Saturday Morning Breakfast Cereal turns up again the 4th of January with the claim that mathematicians make the worst parents, as one explains to her kid that yes, 2 + 2 equals 4, but can you prove that’s a unique solution? This isn’t a problem in arithmetic, but in algebra you start to see problems in which there can be multiple solutions, like when a parabola intersects a line. By the time you get to calculus or to differential equations you can have literally infinitely many solutions, and maybe even several different families of infinitely many solutions. This can be a sign that you haven’t got a precise enough idea of what you wanted to solve, and that you need to add some requirements to finding your solution. Alternatively, it might mean that you’ve solved a problem which can be applied to more cases than you originally expected, which can be a wonderful discovery.

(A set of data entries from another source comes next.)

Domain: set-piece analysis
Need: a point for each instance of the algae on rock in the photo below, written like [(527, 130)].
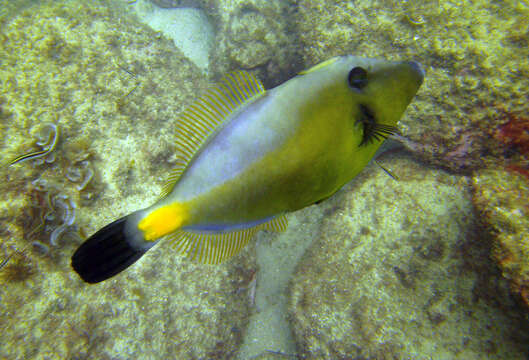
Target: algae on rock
[(501, 198), (475, 57), (258, 36), (401, 271), (114, 88)]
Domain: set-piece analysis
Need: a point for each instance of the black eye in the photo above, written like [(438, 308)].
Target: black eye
[(357, 78)]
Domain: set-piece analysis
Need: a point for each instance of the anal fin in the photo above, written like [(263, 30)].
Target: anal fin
[(215, 247)]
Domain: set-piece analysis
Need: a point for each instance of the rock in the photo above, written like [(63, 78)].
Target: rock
[(468, 72), (500, 196), (402, 271), (258, 36), (114, 95)]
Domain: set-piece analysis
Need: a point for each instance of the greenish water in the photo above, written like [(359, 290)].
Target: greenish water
[(428, 263)]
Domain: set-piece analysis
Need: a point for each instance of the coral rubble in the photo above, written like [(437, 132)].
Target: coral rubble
[(475, 57), (98, 75), (402, 271), (501, 199)]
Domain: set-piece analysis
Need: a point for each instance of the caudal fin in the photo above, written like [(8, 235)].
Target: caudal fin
[(106, 253)]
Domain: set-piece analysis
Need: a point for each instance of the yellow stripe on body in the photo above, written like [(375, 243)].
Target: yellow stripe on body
[(163, 221)]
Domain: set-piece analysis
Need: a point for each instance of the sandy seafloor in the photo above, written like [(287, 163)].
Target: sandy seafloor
[(431, 265)]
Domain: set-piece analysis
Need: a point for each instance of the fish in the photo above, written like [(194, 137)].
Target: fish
[(249, 156)]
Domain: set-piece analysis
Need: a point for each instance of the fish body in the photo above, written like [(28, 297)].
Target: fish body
[(260, 154)]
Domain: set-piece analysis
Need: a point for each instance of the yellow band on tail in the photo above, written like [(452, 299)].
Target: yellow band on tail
[(163, 221)]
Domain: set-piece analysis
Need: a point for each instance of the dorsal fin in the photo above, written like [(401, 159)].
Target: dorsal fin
[(215, 247), (201, 119)]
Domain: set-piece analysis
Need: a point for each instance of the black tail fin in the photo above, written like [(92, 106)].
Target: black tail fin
[(106, 253)]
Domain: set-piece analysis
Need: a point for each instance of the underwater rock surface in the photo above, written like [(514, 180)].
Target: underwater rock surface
[(113, 95), (471, 75), (259, 36), (501, 199), (401, 271), (175, 3)]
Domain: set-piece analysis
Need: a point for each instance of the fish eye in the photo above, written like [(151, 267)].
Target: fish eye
[(357, 78)]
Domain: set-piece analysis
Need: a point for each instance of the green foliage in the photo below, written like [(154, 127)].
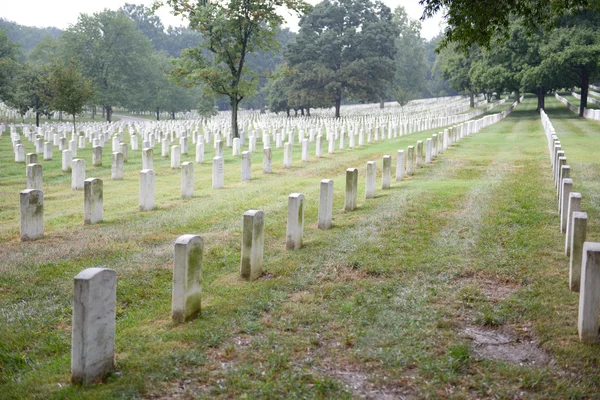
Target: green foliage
[(67, 89), (27, 36), (113, 53), (410, 59), (477, 21), (345, 49), (9, 53), (232, 30)]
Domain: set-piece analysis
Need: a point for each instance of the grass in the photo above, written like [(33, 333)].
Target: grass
[(378, 304)]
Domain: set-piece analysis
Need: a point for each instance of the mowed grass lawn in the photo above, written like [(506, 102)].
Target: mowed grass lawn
[(453, 283)]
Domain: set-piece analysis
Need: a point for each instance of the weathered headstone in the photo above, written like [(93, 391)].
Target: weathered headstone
[(351, 189), (147, 158), (252, 244), (93, 199), (410, 160), (400, 161), (32, 214), (589, 295), (287, 155), (94, 322), (578, 237), (34, 176), (187, 278), (325, 204), (267, 160), (147, 189), (295, 224), (218, 173), (386, 174), (97, 156), (78, 174), (371, 180), (187, 180), (246, 166), (117, 167), (574, 205)]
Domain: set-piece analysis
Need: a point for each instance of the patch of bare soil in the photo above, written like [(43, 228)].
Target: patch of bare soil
[(358, 383), (505, 345)]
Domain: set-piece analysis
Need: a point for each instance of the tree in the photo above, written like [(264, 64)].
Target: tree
[(30, 91), (476, 21), (9, 54), (69, 91), (113, 54), (232, 29), (345, 49), (573, 50), (456, 67), (410, 58)]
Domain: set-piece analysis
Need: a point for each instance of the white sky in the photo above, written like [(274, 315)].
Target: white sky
[(62, 13)]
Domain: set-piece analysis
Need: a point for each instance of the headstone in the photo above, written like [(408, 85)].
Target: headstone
[(252, 244), (147, 158), (34, 176), (400, 165), (410, 160), (371, 180), (574, 205), (47, 151), (124, 148), (32, 214), (351, 189), (187, 278), (97, 156), (218, 173), (147, 189), (78, 174), (295, 225), (319, 147), (386, 174), (187, 180), (567, 186), (19, 153), (589, 295), (93, 197), (117, 167), (246, 166), (325, 204), (235, 151), (578, 237), (31, 158), (199, 152), (287, 155), (428, 150), (305, 150), (267, 160), (419, 159), (94, 322)]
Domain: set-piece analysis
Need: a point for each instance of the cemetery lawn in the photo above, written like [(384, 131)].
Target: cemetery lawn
[(453, 283)]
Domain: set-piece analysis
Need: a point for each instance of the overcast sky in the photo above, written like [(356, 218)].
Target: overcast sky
[(62, 13)]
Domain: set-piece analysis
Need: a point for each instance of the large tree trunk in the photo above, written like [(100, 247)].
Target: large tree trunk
[(108, 113), (234, 107), (541, 98), (585, 81)]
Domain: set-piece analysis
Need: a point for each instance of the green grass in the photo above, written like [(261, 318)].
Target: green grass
[(377, 304)]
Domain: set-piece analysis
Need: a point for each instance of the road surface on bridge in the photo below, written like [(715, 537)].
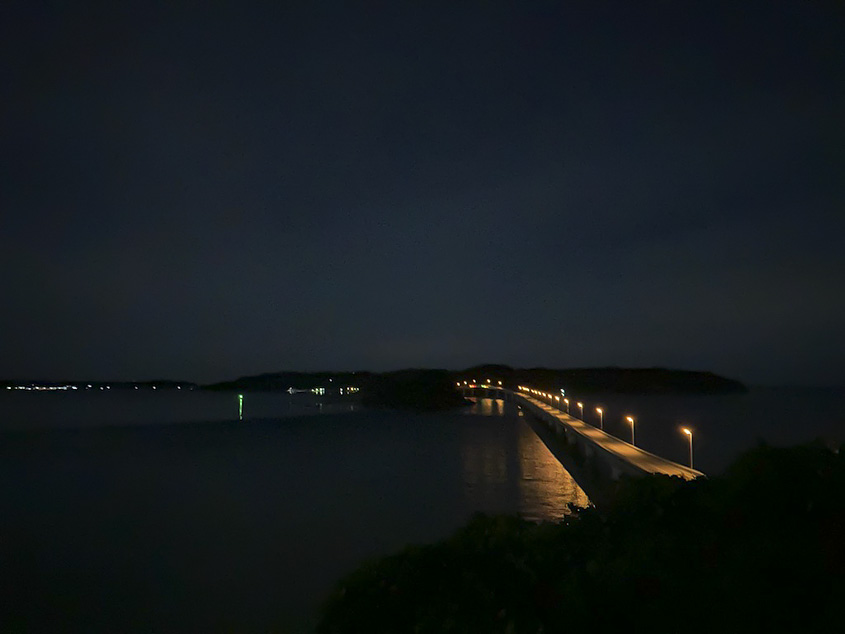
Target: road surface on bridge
[(640, 458)]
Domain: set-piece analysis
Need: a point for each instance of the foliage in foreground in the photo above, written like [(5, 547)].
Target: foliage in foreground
[(761, 548)]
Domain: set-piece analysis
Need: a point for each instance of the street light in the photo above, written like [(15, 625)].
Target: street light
[(689, 433)]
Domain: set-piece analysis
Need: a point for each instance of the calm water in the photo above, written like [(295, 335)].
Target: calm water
[(113, 522)]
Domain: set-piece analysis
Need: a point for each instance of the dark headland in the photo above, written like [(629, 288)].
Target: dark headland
[(429, 389), (433, 389)]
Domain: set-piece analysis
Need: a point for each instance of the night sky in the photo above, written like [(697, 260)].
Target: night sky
[(202, 192)]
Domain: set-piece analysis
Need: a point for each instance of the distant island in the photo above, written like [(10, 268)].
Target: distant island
[(431, 389)]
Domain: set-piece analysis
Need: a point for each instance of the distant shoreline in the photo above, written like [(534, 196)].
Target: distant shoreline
[(580, 380)]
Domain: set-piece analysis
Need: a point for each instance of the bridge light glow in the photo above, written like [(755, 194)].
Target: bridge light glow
[(630, 419), (689, 433)]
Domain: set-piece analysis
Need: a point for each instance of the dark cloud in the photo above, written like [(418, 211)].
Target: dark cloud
[(205, 192)]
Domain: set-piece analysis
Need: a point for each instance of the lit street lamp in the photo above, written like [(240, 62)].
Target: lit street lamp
[(689, 433)]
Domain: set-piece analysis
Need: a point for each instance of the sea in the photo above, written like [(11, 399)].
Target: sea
[(166, 512)]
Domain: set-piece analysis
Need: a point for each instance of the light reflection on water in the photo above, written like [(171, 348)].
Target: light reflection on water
[(512, 456)]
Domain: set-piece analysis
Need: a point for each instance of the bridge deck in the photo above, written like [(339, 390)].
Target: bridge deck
[(640, 458)]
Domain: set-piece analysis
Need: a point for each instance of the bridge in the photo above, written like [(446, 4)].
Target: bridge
[(595, 458)]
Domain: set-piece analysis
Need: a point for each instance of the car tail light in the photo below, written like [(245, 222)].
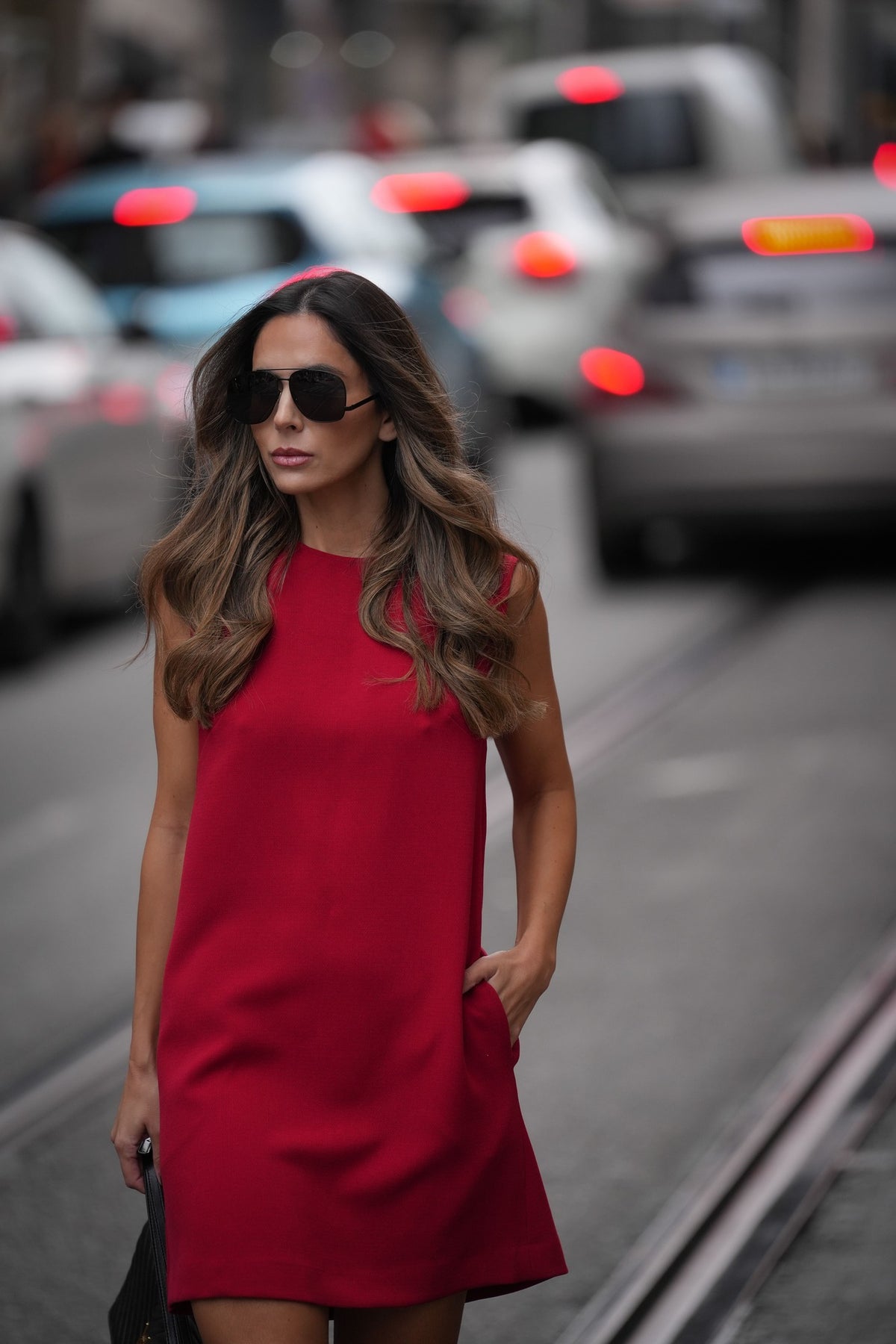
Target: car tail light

Phil Dunlap’s Ink Pen (January 5) talks a bit about quantum physics, which is of course heavily mathematical, and about some alleged resemblances between the field and ancient mythology. I’m more used to seeing claims that very abstract representations of the universe, like various aspects of quantum physics, have things in common with Asian mythologies or philosophies or religions, particularly Buddhism, so it’s probably worth mentioning this: no they do not. There may be some aesthetically pleasing parallels, but that follows from how the things humans look for in theoretical physics — simplicity, symmetry, unity of structure, mystery — are the things humans have always looked for in systems of thought. (By “mystery” I mean “things that look contradictory, even paradoxical, but that can be resolved with enough thought”.) We will see some similarities for the same reasons that the food of a very different land and a very different era will turn out to have salt and a couple spices, just like it does back home. It is worth learning mythology because of the insight it gives you into how people understood their world, and because it improves your understanding of human culture, and because there are many grand and emotionally resonant stories to be found in mythologies; it will not help you understand quantum physics, except in the way that learning things probably helps you become a better thinker even in other fields.
Mark Litzler’s Joe Vanilla (January 5) uses the icon of a blackboard full of mathematical symbols as shorthand for “this thing that’s gotten so complicated even we who created it don’t know what to do with it”.